In this case, Russia will lift its moratorium and will resume
implementing the treaty, which it ratified in 2004.
Moscow is not satisfied with the response of its partners in the
treaty. The West keeps criticizing Russia for its failure to abide by
the 1999 Istanbul agreements. Russia has recently removed its
military bases from Georgia – ahead of schedule, but it still has
peacekeepers in Abkhasia and South Ossetia. It also has peacekeepers
in Transdnestr, as well as a small contingent guarding an ammunition
depot.
NATO keeps voicing its concern in this connection, pleading the
Istanbul agreements. Moscow replies that the Istanbul agreements did
not imply the withdrawal of troops by a certain date. They only
provide for a relevant agreement, for instance with Georgia, where
Russia only has peacekeepers rather than bases, which is a
fundamental difference. Withdrawal of peacekeepers is linked with the
settlement of the relevant conflicts rather than the CFE Treaty.
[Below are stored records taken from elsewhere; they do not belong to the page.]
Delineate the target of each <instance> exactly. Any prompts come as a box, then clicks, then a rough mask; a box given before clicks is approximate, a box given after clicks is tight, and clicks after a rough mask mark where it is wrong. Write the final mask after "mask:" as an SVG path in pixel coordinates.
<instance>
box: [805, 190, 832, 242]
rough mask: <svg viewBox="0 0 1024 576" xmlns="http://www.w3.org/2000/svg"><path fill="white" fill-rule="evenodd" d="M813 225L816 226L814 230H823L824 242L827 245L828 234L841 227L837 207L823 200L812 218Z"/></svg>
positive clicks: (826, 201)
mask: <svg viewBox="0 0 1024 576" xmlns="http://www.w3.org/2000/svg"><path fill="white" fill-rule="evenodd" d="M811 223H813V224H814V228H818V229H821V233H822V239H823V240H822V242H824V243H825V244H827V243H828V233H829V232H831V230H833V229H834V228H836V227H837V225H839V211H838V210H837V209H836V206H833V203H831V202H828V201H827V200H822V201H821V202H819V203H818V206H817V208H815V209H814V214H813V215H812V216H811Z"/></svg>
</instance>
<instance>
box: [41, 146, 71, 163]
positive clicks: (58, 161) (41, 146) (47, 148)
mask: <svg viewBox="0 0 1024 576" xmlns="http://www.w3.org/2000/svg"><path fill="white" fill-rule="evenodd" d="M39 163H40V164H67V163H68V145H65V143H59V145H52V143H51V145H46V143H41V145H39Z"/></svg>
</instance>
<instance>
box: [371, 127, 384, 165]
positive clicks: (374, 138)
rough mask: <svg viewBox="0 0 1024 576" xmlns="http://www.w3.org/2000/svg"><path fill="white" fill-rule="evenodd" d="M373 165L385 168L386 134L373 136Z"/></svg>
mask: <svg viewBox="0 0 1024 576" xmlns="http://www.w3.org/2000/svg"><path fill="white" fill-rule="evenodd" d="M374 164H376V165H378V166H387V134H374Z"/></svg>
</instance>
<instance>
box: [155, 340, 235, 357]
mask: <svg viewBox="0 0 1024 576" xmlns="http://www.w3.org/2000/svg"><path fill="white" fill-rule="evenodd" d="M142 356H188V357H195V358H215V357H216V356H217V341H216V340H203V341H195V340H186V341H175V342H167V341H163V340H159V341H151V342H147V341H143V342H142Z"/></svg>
In general, Russia does not believe that NATO has serious grounds for
not ratifying the new draft of the CFE Treaty and considers its
adamant refusal to do so as an attempt to conduct policy from a
position of strength, all the more so since NATO is expanding
eastward, closer to Russia’s borders and increasing its conventional
forces superiority. So the CFE Treaty is only a hindrance to it.
In turn, Moscow does not find the CFE Treaty in its 1999 version
quite suitable. In its opinion, it is merely a step toward the
formation of a more stable and equitable system of confidence and
security in Europe. But Russia still ratified it in 2004 in the hope
that it will be supplemented by a number of important conditions,
which it advanced on a special CFE session last summer. If NATO
countries ratified the adapted treaty as it is, these conditions
could be discussed later.
What would happen if the West continues ignoring Moscow’s signals? In
this case, Russia will stop granting information on conventional
force deployment, receiving NATO inspections, and abiding by the
flank restrictions. If deemed necessary, additional troops will be
deployed in the Caucasus, say, in Armenia (exclusively as an
example). But we won’t violate the CFE-imposed limits on conventional
arms. We do not have such plans and we are not in a position to
surpass these limits, judging by the acquisition of conventional arms
by our forces.
Our primary concern is NATO’s eastward expansion. Russia also makes
wrong signals from time to time, which aggravates the situation, but
NATO is still the main problem. Its policy is making both the
original and the adapted CFE Treaty versions pointless. NATO could
ease Moscow’s concern by promising not to exceed, during its
expansion, the aggregate ceilings for arms imposed by the treaty in
1990 on its 16 members. But instead it is simply pocketing the arms
quotas, which were originally allocated to the Warsaw Pact and the
Soviet Union. This is the root of all the problems with the CFE
Treaty.
Russia has many more reasons to walk out of the treaty than the
United States had for withdrawing from the ABM Treaty in 2002. But
Moscow is not rushing to burn the bridges and hopes that the West
will display common sense.
Alexei Arbatov is a member of the research council of the Moscow
Carnegie Center
The opinions expressed in this article are the author’s and do not
necessarily represent those of RIA Novosti.